YEDİ KAPI KAPANDIYSA, BUGÜN TİCARET NEREYE GİDİYOR?

Bugün market raflarında yüzlerce ürün arasında kaybolurken, hangisinin gerçekten “helal kazanç”la üretildiğini kaçımız sorguluyoruz? Enflasyon canavar gibi saldırırken, ucuz mal peşinde koşarken kaliteyi, dürüstlüğü, emeği hiçe sayıyoruz. Peki 13. yüzyılda Anadolu’da bir teşkilat varmış ki, tam da bu sorunlara çare olmuş: Ahilik.
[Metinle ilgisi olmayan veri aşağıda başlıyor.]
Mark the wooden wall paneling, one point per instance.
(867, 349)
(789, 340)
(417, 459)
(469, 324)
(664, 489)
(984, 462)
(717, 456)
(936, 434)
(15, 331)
Ahi Evran önderliğinde kurulan bu kardeşlik sistemi, sadece esnaf birliği değil, aynı zamanda ahlak okuluymuş. “Cimrilik kapısını bağla, lütuf kapısını aç” derken, bugün “indirim” adı altında stokları eritip kalitesiz mal satanlara da sessiz bir ders veriyor.
Bilinen tarihe göre Uygur Türkleri, batıya uzanan ilk tacirlerdi. Asya’nın en gelişmiş medeniyetine sahip olan Uygurlar, tüccarları arasında fütüvvet esasına dayanan bir esnaf teşkilatı da geliştirmişti. Ahilik, Samanoğulları ve Karahanlılar döneminde bu temeller üzerinde gelişimini sürdürmüştü.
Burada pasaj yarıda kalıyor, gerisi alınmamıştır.